Vaughn was quick to move to a lighter subject. “Either way, I'm not going to sit here mourning my dear, departed hair. At least the rest of me is still here. That's something to celebrate.”

“You're right.” She loosened her grip on the steering wheel, her face relaxing in a smile. When Gillian smiled,
really
smiled, it was a wonder to behold: Her face lit up like a supernova. “And here we are dashing through the snow in a one-horse open sleigh … oops, make that a Chevrolet.”

“Did you know that in the Netherlands they have a mythical figure called Black Pieter? He's to St. Nicholas what the elves are to Santa,” Vaughn said, hoping to sustain this new, lighter mood. “The Dutch folks parading in the streets in blackface don't seem to realize how politically incorrect it's become.”

“You've witnessed this firsthand, of course,” she commented dryly.

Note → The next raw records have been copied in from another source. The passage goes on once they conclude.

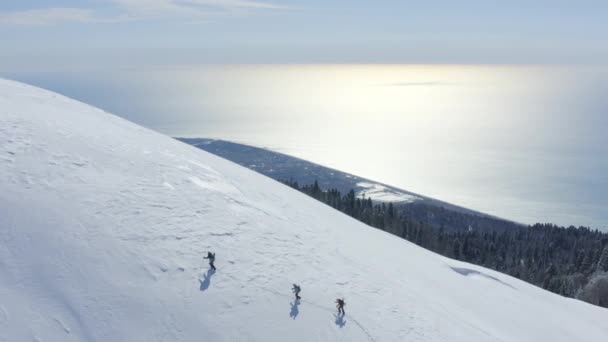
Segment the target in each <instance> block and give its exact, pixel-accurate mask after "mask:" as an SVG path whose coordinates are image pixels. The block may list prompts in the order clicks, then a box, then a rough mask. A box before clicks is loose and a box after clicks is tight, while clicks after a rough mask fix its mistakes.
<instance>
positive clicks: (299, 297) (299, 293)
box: [291, 284, 302, 299]
mask: <svg viewBox="0 0 608 342" xmlns="http://www.w3.org/2000/svg"><path fill="white" fill-rule="evenodd" d="M291 290H292V291H293V293H294V294H295V295H296V299H300V291H301V290H302V289H301V288H300V285H296V284H293V288H292V289H291Z"/></svg>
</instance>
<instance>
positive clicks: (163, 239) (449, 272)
mask: <svg viewBox="0 0 608 342" xmlns="http://www.w3.org/2000/svg"><path fill="white" fill-rule="evenodd" d="M209 250H212V251H215V252H216V253H217V260H216V265H217V267H218V271H217V272H216V273H211V272H208V271H207V270H208V267H207V264H206V263H204V262H203V260H202V257H203V256H204V255H205V253H206V251H209ZM294 282H295V283H299V284H300V285H301V286H302V294H301V295H302V297H303V300H302V301H301V303H299V304H297V303H294V302H293V299H292V297H293V295H292V294H291V292H290V288H291V284H292V283H294ZM338 297H344V298H345V299H346V307H345V309H346V316H345V317H344V318H341V317H339V316H335V311H336V310H335V307H334V304H333V302H334V300H335V298H338ZM606 322H608V311H607V310H605V309H602V308H599V307H594V306H591V305H589V304H586V303H583V302H580V301H577V300H572V299H566V298H562V297H560V296H557V295H555V294H552V293H549V292H546V291H544V290H541V289H539V288H537V287H534V286H532V285H529V284H527V283H524V282H521V281H518V280H517V279H514V278H511V277H509V276H505V275H503V274H500V273H497V272H494V271H491V270H487V269H484V268H481V267H476V266H473V265H470V264H465V263H461V262H457V261H454V260H450V259H446V258H444V257H441V256H439V255H436V254H434V253H431V252H429V251H426V250H424V249H421V248H419V247H417V246H415V245H413V244H410V243H408V242H406V241H404V240H401V239H399V238H397V237H394V236H391V235H389V234H386V233H384V232H381V231H379V230H375V229H373V228H370V227H368V226H365V225H363V224H362V223H359V222H357V221H355V220H353V219H351V218H349V217H347V216H345V215H343V214H341V213H339V212H337V211H334V210H333V209H331V208H329V207H327V206H325V205H323V204H321V203H319V202H317V201H315V200H313V199H311V198H308V197H306V196H305V195H302V194H300V193H298V192H296V191H293V190H291V189H289V188H288V187H286V186H283V185H281V184H279V183H277V182H275V181H273V180H271V179H269V178H265V177H263V176H261V175H259V174H256V173H254V172H253V171H249V170H247V169H245V168H242V167H240V166H237V165H235V164H232V163H230V162H228V161H226V160H223V159H220V158H218V157H215V156H213V155H211V154H208V153H206V152H203V151H201V150H198V149H196V148H194V147H191V146H188V145H186V144H183V143H181V142H178V141H176V140H173V139H171V138H169V137H166V136H163V135H161V134H158V133H155V132H152V131H150V130H147V129H145V128H142V127H139V126H137V125H135V124H132V123H130V122H127V121H125V120H123V119H120V118H118V117H116V116H112V115H109V114H107V113H104V112H103V111H101V110H99V109H96V108H92V107H90V106H87V105H85V104H82V103H79V102H77V101H74V100H70V99H68V98H65V97H63V96H60V95H57V94H54V93H51V92H48V91H44V90H41V89H37V88H34V87H31V86H27V85H23V84H20V83H16V82H12V81H6V80H0V340H5V341H62V342H63V341H306V342H308V341H378V342H380V341H467V342H471V341H587V342H592V341H598V342H600V341H602V342H604V341H606V340H607V339H608V325H607V324H606Z"/></svg>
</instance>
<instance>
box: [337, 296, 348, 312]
mask: <svg viewBox="0 0 608 342" xmlns="http://www.w3.org/2000/svg"><path fill="white" fill-rule="evenodd" d="M344 304H346V303H344V298H342V299H340V298H338V299H336V307H337V308H338V314H342V315H344Z"/></svg>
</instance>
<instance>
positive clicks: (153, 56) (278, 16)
mask: <svg viewBox="0 0 608 342" xmlns="http://www.w3.org/2000/svg"><path fill="white" fill-rule="evenodd" d="M606 18H608V2H607V1H605V0H598V1H593V0H583V1H562V0H538V1H520V0H514V1H487V0H484V1H481V0H463V1H438V0H429V1H407V0H402V1H352V0H350V1H341V0H339V1H318V0H311V1H302V0H289V1H279V0H263V1H257V0H80V1H70V0H15V1H1V2H0V41H1V42H2V48H1V50H0V72H17V71H48V70H52V71H57V70H62V69H66V68H67V69H70V70H73V69H79V68H80V69H86V68H100V67H101V68H103V67H112V68H117V67H133V66H138V67H140V66H142V65H144V66H158V65H161V66H167V65H171V66H175V65H192V64H206V63H208V64H214V63H234V64H248V63H254V64H255V63H260V64H264V63H269V64H281V63H289V64H298V63H301V64H306V63H313V64H314V63H394V64H400V63H405V64H407V63H419V64H424V63H427V64H428V63H431V64H433V63H441V64H593V65H597V64H604V63H605V61H607V60H608V44H606V34H607V33H608V20H606Z"/></svg>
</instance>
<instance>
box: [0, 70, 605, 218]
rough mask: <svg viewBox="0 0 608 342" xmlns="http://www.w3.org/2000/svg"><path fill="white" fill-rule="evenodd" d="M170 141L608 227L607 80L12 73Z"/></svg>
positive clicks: (62, 73)
mask: <svg viewBox="0 0 608 342" xmlns="http://www.w3.org/2000/svg"><path fill="white" fill-rule="evenodd" d="M4 76H6V77H10V78H14V79H18V80H23V81H26V82H30V83H33V84H36V85H40V86H43V87H46V88H50V89H53V90H56V91H59V92H61V93H64V94H66V95H68V96H71V97H75V98H77V99H80V100H82V101H84V102H87V103H91V104H94V105H96V106H99V107H101V108H104V109H106V110H108V111H111V112H113V113H116V114H119V115H122V116H124V117H126V118H128V119H130V120H132V121H135V122H137V123H140V124H142V125H145V126H147V127H150V128H153V129H155V130H158V131H160V132H163V133H167V134H170V135H173V136H190V137H210V138H221V139H226V140H232V141H237V142H243V143H247V144H251V145H256V146H262V147H268V148H270V149H273V150H277V151H280V152H284V153H287V154H291V155H294V156H298V157H301V158H304V159H308V160H311V161H314V162H317V163H320V164H323V165H327V166H330V167H334V168H337V169H340V170H344V171H347V172H351V173H353V174H357V175H360V176H364V177H368V178H371V179H375V180H378V181H382V182H385V183H388V184H391V185H395V186H398V187H401V188H404V189H407V190H410V191H414V192H418V193H420V194H424V195H428V196H432V197H436V198H438V199H441V200H445V201H448V202H452V203H455V204H459V205H463V206H466V207H470V208H473V209H477V210H480V211H483V212H487V213H491V214H495V215H498V216H501V217H505V218H509V219H513V220H516V221H520V222H524V223H533V222H537V221H540V222H555V223H559V224H563V225H570V224H573V225H587V226H592V227H594V228H600V229H605V228H608V206H607V205H608V177H607V175H608V134H607V131H608V70H607V69H606V68H602V67H563V66H560V67H557V66H551V67H547V66H544V67H539V66H461V65H284V66H265V65H244V66H239V65H232V66H192V67H179V68H147V69H140V70H133V69H126V70H112V71H108V70H97V71H96V70H87V71H80V72H70V73H56V72H55V73H35V74H34V73H31V74H28V73H20V74H8V75H4Z"/></svg>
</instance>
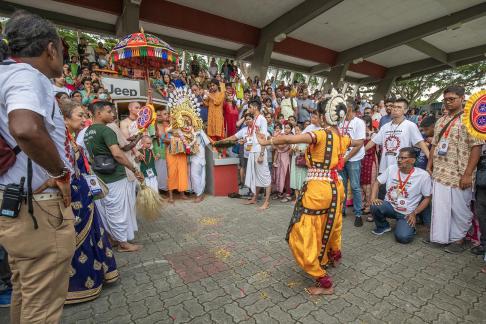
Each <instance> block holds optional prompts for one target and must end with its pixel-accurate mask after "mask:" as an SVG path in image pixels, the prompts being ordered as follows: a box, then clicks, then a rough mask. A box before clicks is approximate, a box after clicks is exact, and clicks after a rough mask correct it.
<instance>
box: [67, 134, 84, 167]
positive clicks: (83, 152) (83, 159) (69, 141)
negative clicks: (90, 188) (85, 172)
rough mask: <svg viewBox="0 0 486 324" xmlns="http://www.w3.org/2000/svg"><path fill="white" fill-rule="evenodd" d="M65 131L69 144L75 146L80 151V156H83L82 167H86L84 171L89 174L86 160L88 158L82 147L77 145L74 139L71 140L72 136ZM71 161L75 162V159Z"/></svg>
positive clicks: (73, 146)
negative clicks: (66, 133)
mask: <svg viewBox="0 0 486 324" xmlns="http://www.w3.org/2000/svg"><path fill="white" fill-rule="evenodd" d="M66 130H67V129H66ZM66 133H67V138H68V140H69V142H71V145H72V146H73V147H74V148H76V149H77V150H78V151H79V152H80V154H81V156H82V157H83V163H84V167H85V168H86V172H87V173H88V174H89V172H90V167H89V162H88V159H87V158H86V154H84V152H83V148H81V147H79V146H78V144H77V143H76V141H74V140H73V137H72V135H71V133H70V132H69V131H67V132H66ZM73 163H76V161H73Z"/></svg>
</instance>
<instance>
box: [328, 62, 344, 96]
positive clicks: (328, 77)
mask: <svg viewBox="0 0 486 324" xmlns="http://www.w3.org/2000/svg"><path fill="white" fill-rule="evenodd" d="M348 67H349V63H347V64H344V65H340V66H333V67H332V68H331V71H330V72H329V74H328V75H327V79H326V83H324V92H327V91H329V90H331V88H335V89H338V88H340V87H341V86H342V85H343V83H344V78H345V77H346V71H347V70H348Z"/></svg>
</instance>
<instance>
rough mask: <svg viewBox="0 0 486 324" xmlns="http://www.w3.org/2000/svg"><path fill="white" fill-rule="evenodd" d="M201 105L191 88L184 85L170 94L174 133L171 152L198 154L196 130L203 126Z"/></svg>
mask: <svg viewBox="0 0 486 324" xmlns="http://www.w3.org/2000/svg"><path fill="white" fill-rule="evenodd" d="M199 105H200V103H199V102H198V100H197V98H196V96H195V95H194V94H193V93H192V91H191V89H189V88H186V87H182V88H178V89H176V90H175V91H174V92H172V93H170V94H169V109H170V126H171V132H172V134H173V136H172V138H171V140H170V145H169V153H170V154H180V153H184V154H187V155H190V154H197V153H198V152H199V145H198V144H197V141H196V132H197V131H199V130H201V129H202V128H203V122H202V119H201V117H199V112H200V109H199Z"/></svg>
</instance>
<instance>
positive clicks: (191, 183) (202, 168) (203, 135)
mask: <svg viewBox="0 0 486 324" xmlns="http://www.w3.org/2000/svg"><path fill="white" fill-rule="evenodd" d="M196 140H197V142H198V144H199V152H198V153H197V154H194V155H192V156H191V158H190V164H191V165H190V166H191V187H192V190H193V191H194V193H195V194H196V196H201V195H202V194H203V193H204V190H205V189H206V153H205V150H206V146H207V145H208V144H209V143H210V140H209V138H208V136H207V135H206V133H204V131H202V130H201V131H199V132H197V133H196Z"/></svg>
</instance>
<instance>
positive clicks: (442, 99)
mask: <svg viewBox="0 0 486 324" xmlns="http://www.w3.org/2000/svg"><path fill="white" fill-rule="evenodd" d="M459 98H460V97H447V98H444V99H442V101H443V102H453V101H455V100H456V99H459Z"/></svg>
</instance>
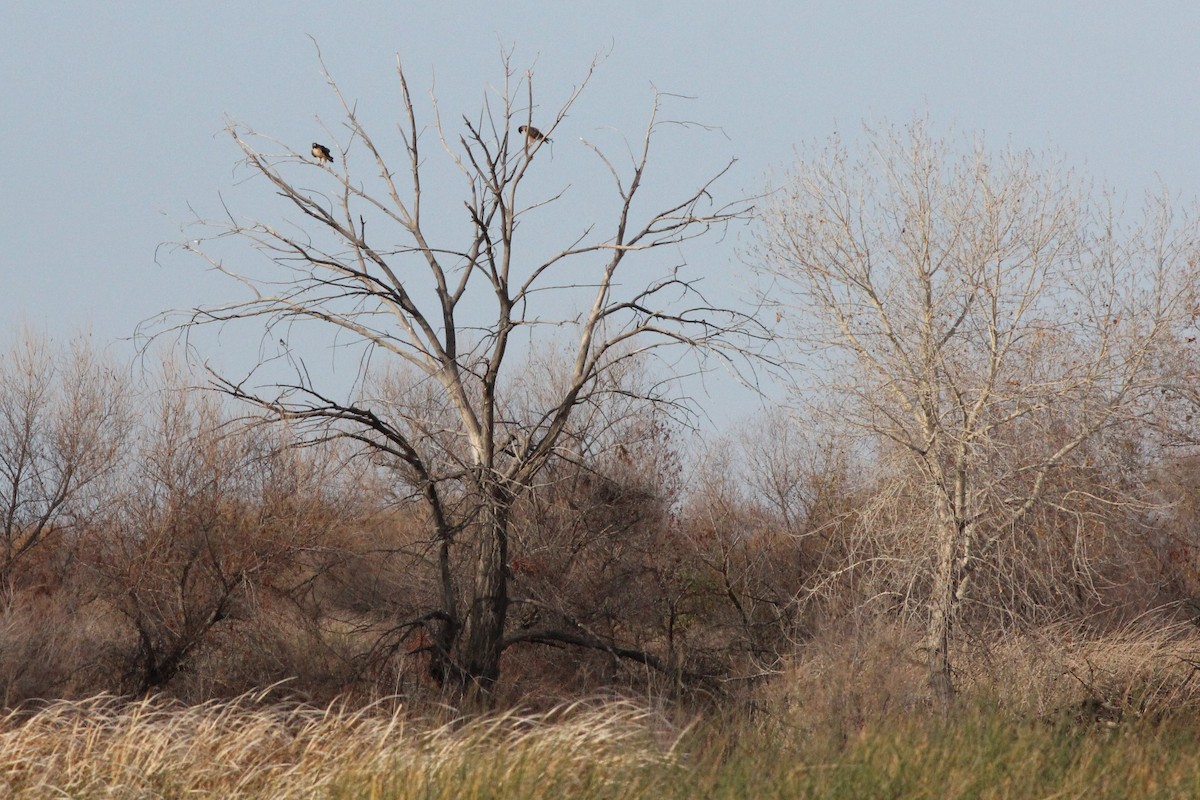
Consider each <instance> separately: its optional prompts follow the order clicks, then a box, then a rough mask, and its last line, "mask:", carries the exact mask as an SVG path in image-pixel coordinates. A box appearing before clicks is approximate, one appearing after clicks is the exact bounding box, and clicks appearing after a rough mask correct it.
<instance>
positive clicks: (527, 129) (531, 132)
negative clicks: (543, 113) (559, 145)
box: [517, 125, 550, 143]
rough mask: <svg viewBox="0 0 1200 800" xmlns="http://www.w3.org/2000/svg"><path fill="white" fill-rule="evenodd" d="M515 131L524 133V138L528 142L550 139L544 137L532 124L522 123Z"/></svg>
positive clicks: (543, 133) (538, 141)
mask: <svg viewBox="0 0 1200 800" xmlns="http://www.w3.org/2000/svg"><path fill="white" fill-rule="evenodd" d="M517 132H518V133H524V134H526V139H528V140H529V142H530V143H538V142H550V139H548V138H547V137H546V134H545V133H542V132H541V131H539V130H538V128H535V127H534V126H532V125H522V126H521V127H518V128H517Z"/></svg>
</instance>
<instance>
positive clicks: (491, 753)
mask: <svg viewBox="0 0 1200 800" xmlns="http://www.w3.org/2000/svg"><path fill="white" fill-rule="evenodd" d="M256 699H257V698H252V697H247V698H242V699H240V700H236V702H232V703H208V704H204V705H198V706H190V708H187V706H179V705H174V704H169V703H162V702H158V700H156V699H145V700H140V702H132V703H131V702H122V700H119V699H116V698H113V697H96V698H91V699H88V700H83V702H59V703H53V704H49V705H47V706H46V708H44V709H42V710H40V711H36V712H35V714H32V715H29V716H24V715H19V714H16V712H13V714H10V715H7V716H6V717H5V718H4V720H2V721H0V796H6V798H8V796H12V798H38V799H41V798H54V796H70V798H158V796H163V798H182V796H188V798H191V796H211V798H272V799H281V800H284V799H288V798H533V796H571V795H574V796H606V792H608V788H606V787H611V784H612V783H613V780H614V777H617V776H624V777H623V780H630V778H632V777H634V776H637V775H638V774H640V772H641V771H643V770H644V769H646V768H648V766H652V765H656V764H660V763H666V762H668V760H670V759H671V758H672V754H671V744H672V742H673V740H672V739H670V738H667V739H665V740H664V739H662V738H661V733H662V724H661V723H659V722H656V721H655V718H654V717H653V715H652V714H650V712H649V711H647V710H644V709H640V708H636V706H632V705H629V704H623V703H616V704H606V705H604V706H587V705H582V704H578V705H574V706H568V708H564V709H559V710H557V711H554V712H553V714H550V715H546V714H542V715H522V714H517V712H505V714H499V715H496V716H491V717H484V718H478V720H474V721H461V720H456V721H451V722H446V723H442V724H433V723H428V722H421V721H413V720H409V718H408V717H407V716H406V715H404V712H403V711H402V710H394V711H390V712H386V711H384V710H383V709H380V708H379V706H372V708H367V709H359V710H348V709H341V708H336V706H330V708H326V709H314V708H304V706H268V708H259V706H257V704H256V702H254V700H256ZM611 796H620V795H616V794H614V795H611Z"/></svg>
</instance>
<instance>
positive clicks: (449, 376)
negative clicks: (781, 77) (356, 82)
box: [175, 55, 755, 693]
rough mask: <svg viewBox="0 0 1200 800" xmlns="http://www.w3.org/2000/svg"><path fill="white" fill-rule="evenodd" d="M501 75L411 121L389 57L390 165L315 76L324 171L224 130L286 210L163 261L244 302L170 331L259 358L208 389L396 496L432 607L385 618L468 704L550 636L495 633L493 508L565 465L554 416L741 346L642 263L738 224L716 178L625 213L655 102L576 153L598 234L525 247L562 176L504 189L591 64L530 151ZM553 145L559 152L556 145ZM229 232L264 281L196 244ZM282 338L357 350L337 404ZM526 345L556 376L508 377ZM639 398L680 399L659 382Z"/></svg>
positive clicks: (637, 197) (184, 320) (572, 94)
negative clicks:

He smiled, recalling the Christmas in Amsterdam, which had come on the heels of a weeklong assignment in the fjords of Greenland, filming a show on extreme skiing for the Discovery channel. It was during the time he and Gillian had been lovers, and he could have flown home to be with her, but instead he'd selfishly opted to spend the holiday hanging out with his fellow crew members, taking in the sights and drinking too much glogg. Now, feeling a stab of guilt, he reached over to pluck one of Gillian's hands from the wheel and cover it with his.

“Thanks, Gil,” he said softly.

“For what?” she asked him somewhat warily.

“For everything. And for coming with me today.”

This time her smile was more cautious, as if she suspected he was only softening her up before some sort of blow. “You're welcome. Anyway, it's not like I was planning on flying home for Christmas.” Gillian's family all lived in Duluth, where she'd grown up, and she had about as much in common with them, she'd once told him, as a diehard agnostic with a Baptist preacher. “Besides, I like your sister.”

“She likes you, too.”

“It must be hard for her. This being her first Christmas without her husband,” Gillian reflected aloud after a moment of silence.

“I'm sure it is.” Vaughn sighed, thinking about his late brother-in-law. He'd liked Gordon, though he hadn't spent enough time around him to get to know him all that well. And although he'd lost all respect for Gordon over the Vertex scandal, he was still sorry for the way things had ended. Mostly because of the devastating effect it had had on his sister and nephew. “Thank God for Neal,” he said. “I don't know what she'd do without him.”

“In that case, let's hope he doesn't follow in your footsteps. Lila would never forgive you,” Gillian said.

Vaughn laughed. “Knowing her, she'd probably spare me the agony of a slow death.”